For independent naturals retailers, successfully marketing locally grown foods can be a key differentiation from conventional stores. Rolston says The Good Food Store puts charts in its produce section tracking how much the store spends each month with local vendors. There are also posters spotlighting local producers, including photos of their farms, information on what and how they farm, and a philosophy statement.

In June, The Good Food Store has a "meet-the-farmers day," featuring samples of local products. In fall, there's a local food fair highlighting packaged goods. This can include products that aren't grown locally—like coffee or mustard—but are processed locally.

"We had quite a debate about 'What is local?' because in Montana, with the short growing season, it can be hard to get local," Rolston says. "We were asking, 'Is Spokane local?' We finally decided 'local' would be anything from Montana."

New Leaf Community Markets works with Davis, Calif.-based Community Alliance With Family Farmers, which promotes a "Buy Fresh, Buy Local" program. "They have a very clear definition of what 'local' is, and we think it's important for people to understand there are rules about that," Miles says.

New Leaf has special displays of local products and often profiles local producers in its store fliers. It also includes products like spices, which are grown internationally but processed locally, in its "locally grown" category. "In the next year, we're going to try to label all the products in our stores that are produced with local efforts," Miles says.

Going global
Miles says the fair trade label is important enough to New Leaf customers that the only kind of coffee the stores stock is fair trade certified. They also carry fair trade chocolate and tea, and gift items such as handcrafted purses and finger puppets.

Coffee is the most popular fair trade good, but TransFair USA also certifies tea, cocoa, sugar, rice, vanilla, bananas, grapes, mangos and pineapples. TransFair cites a May report by British market research firm Just-Food that projects the U.S. market for fair trade goods will hit $2.25 billion by 2012, up from $257 million in 2004.

"Tell the story of fair trade. Companies that do that are having wild success."
Still, not many consumers—only 15 percent in 2004—are familiar with the fair trade concept, says TransFair spokeswoman Nicole Chettero. "This was where organic awareness was just a few years ago," she points out. That's why TransFair's National Retail Development Manager Chris White believes it's key to "tell the story of fair trade. Companies that do that are having wild success, but those that don't do it don't have much success."

Studies suggest that making the effort to promote fair trade products will pay off for retailers. In the January-March issue of California Agriculture, University of California, Santa Cruz researcher P.H. Howard cited a survey that found consumers were willing to pay a median price increase of 71 percent for strawberries picked by farmworkers who were guaranteed a living wage and safe working conditions.
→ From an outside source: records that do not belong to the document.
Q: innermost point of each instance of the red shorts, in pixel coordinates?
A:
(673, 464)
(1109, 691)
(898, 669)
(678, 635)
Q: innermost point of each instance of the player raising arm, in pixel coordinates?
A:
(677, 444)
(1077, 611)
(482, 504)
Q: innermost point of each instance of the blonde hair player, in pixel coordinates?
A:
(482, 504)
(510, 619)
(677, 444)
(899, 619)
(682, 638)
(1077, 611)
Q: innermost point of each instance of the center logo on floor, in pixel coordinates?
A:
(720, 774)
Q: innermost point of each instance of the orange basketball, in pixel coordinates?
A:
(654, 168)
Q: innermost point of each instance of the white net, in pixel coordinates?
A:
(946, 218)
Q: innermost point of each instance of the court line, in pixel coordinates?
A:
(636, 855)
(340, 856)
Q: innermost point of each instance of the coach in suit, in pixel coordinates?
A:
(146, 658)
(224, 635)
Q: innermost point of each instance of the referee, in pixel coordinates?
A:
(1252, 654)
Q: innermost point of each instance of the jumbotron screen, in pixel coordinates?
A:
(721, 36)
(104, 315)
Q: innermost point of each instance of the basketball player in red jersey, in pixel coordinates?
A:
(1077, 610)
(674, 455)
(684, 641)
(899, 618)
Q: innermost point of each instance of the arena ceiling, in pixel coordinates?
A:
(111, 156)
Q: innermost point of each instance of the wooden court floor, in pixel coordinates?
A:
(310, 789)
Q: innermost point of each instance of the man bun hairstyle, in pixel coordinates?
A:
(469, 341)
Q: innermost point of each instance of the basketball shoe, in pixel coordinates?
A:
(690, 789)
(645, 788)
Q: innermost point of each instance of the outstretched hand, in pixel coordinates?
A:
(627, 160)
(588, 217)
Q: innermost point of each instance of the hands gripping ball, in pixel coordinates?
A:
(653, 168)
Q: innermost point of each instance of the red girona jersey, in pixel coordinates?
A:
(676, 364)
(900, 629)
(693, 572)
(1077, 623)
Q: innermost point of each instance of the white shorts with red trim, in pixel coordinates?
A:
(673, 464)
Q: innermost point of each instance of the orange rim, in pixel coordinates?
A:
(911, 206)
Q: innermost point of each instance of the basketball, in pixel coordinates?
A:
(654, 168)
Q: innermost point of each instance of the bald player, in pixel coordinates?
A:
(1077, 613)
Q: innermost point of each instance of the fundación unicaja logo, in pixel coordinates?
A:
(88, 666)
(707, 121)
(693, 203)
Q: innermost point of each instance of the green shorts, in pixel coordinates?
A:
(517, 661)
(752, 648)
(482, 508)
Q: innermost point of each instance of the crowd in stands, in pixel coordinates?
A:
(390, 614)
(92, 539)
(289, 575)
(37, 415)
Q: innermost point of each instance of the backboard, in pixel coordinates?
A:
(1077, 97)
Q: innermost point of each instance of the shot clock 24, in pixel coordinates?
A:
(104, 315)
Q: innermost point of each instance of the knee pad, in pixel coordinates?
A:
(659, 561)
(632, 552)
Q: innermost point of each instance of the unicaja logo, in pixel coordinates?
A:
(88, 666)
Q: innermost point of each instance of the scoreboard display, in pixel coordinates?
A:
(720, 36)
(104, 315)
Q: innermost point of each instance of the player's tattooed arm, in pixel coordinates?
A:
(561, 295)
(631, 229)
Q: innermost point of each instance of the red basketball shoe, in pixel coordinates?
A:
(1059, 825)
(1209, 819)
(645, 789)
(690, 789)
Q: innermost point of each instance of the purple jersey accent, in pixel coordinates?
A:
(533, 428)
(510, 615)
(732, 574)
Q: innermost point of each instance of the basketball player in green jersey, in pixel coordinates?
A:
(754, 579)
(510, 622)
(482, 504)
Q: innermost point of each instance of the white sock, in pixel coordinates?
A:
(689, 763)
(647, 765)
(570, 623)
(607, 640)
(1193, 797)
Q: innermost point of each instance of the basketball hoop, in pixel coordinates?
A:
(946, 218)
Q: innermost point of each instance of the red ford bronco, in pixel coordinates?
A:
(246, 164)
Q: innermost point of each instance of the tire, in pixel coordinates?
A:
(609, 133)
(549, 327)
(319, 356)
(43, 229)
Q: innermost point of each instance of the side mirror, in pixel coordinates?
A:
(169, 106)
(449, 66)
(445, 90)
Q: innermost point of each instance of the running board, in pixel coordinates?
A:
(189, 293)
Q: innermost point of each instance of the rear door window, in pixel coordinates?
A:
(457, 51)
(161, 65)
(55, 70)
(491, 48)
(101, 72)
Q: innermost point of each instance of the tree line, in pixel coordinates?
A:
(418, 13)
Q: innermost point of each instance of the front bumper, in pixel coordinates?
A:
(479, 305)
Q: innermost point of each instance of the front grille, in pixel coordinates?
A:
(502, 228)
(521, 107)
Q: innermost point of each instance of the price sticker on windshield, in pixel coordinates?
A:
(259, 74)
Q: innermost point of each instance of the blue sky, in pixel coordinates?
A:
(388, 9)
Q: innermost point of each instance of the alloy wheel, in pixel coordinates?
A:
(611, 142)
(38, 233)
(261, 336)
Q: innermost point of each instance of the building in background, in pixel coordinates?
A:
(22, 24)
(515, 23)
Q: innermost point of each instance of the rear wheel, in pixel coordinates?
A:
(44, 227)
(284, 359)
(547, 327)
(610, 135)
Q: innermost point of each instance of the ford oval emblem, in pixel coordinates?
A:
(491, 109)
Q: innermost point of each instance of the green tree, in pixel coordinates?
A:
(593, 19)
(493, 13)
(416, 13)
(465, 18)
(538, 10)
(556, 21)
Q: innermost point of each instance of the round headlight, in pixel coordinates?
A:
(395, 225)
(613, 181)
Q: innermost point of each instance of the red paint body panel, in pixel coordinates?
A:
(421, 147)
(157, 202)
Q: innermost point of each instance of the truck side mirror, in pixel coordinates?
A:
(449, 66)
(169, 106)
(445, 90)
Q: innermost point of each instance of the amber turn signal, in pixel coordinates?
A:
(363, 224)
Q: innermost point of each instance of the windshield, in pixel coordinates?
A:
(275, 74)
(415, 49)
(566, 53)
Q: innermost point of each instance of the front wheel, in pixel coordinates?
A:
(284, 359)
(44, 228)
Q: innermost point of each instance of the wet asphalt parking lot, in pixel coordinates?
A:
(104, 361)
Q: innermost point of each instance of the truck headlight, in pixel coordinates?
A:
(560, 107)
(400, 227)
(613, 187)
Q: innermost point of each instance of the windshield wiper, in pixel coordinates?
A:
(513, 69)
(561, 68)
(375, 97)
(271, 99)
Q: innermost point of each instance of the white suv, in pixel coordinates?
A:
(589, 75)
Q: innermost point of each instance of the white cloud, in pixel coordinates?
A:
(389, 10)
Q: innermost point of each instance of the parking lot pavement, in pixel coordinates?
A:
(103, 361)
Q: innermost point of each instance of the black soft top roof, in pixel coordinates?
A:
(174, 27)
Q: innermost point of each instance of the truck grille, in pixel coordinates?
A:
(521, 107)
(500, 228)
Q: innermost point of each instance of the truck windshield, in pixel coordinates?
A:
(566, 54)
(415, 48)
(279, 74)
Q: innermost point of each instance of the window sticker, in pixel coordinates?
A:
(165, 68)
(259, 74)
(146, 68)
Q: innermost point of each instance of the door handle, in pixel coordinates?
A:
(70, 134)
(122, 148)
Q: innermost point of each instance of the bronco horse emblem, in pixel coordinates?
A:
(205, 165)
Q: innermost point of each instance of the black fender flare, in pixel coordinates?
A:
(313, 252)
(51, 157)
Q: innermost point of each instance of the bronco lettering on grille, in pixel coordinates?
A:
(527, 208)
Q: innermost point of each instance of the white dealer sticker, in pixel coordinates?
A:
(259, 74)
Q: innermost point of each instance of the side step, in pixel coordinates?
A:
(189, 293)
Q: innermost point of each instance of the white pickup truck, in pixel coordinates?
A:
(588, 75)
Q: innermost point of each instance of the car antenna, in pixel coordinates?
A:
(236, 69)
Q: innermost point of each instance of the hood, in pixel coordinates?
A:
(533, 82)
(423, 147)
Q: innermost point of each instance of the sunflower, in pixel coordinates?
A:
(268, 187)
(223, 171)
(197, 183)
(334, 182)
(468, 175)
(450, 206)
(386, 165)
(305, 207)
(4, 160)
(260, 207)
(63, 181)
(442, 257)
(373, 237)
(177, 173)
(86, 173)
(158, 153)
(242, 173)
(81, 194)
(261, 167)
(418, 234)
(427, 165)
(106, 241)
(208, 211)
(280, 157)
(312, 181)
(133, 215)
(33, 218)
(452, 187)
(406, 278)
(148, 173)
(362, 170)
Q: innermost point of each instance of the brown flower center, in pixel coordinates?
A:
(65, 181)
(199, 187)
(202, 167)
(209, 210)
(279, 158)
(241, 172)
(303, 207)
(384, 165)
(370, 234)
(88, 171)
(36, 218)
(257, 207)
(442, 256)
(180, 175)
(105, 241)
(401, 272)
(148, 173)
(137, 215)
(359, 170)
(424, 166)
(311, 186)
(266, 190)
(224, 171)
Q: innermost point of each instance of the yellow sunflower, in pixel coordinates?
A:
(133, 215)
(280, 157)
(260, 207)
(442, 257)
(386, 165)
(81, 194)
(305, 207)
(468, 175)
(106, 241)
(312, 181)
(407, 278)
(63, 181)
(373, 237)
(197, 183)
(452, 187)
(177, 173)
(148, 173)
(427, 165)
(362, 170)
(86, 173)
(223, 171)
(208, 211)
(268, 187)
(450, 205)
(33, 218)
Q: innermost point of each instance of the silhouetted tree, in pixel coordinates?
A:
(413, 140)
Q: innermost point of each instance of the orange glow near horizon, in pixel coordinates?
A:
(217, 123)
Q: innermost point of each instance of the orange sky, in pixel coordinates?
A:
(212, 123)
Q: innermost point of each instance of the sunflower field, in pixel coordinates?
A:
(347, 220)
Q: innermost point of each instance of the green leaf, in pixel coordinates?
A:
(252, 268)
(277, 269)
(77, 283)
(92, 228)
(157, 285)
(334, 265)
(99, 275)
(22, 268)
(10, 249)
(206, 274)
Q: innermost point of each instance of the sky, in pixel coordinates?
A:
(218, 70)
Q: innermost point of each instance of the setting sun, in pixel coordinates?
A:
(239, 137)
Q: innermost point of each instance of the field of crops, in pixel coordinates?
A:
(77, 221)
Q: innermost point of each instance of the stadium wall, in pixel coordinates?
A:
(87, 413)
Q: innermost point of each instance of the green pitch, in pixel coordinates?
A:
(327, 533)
TransFair promotes a fair trade month each October and provides free shelf talkers, brochures, posters, bin stickers, window cling and other marketing tools to retailers on its Web site, www.transfairusa.org. It also will begin sending a training video to retailers this month.

The Good Food Store posts fliers in the store listing all the fair trade products it carries. New Leaf has a TransFair flier in the coffee section. "We use the coffee as sort of an excuse to explain fair trade," Miles says. "People think fair trade and organic is synonymous, and that's not true." The store also has "fair trade months" where supplier companies talk about their products and where they come from.

Vicky Uhland is a freelance writer and editor based in Lafayette, Colo.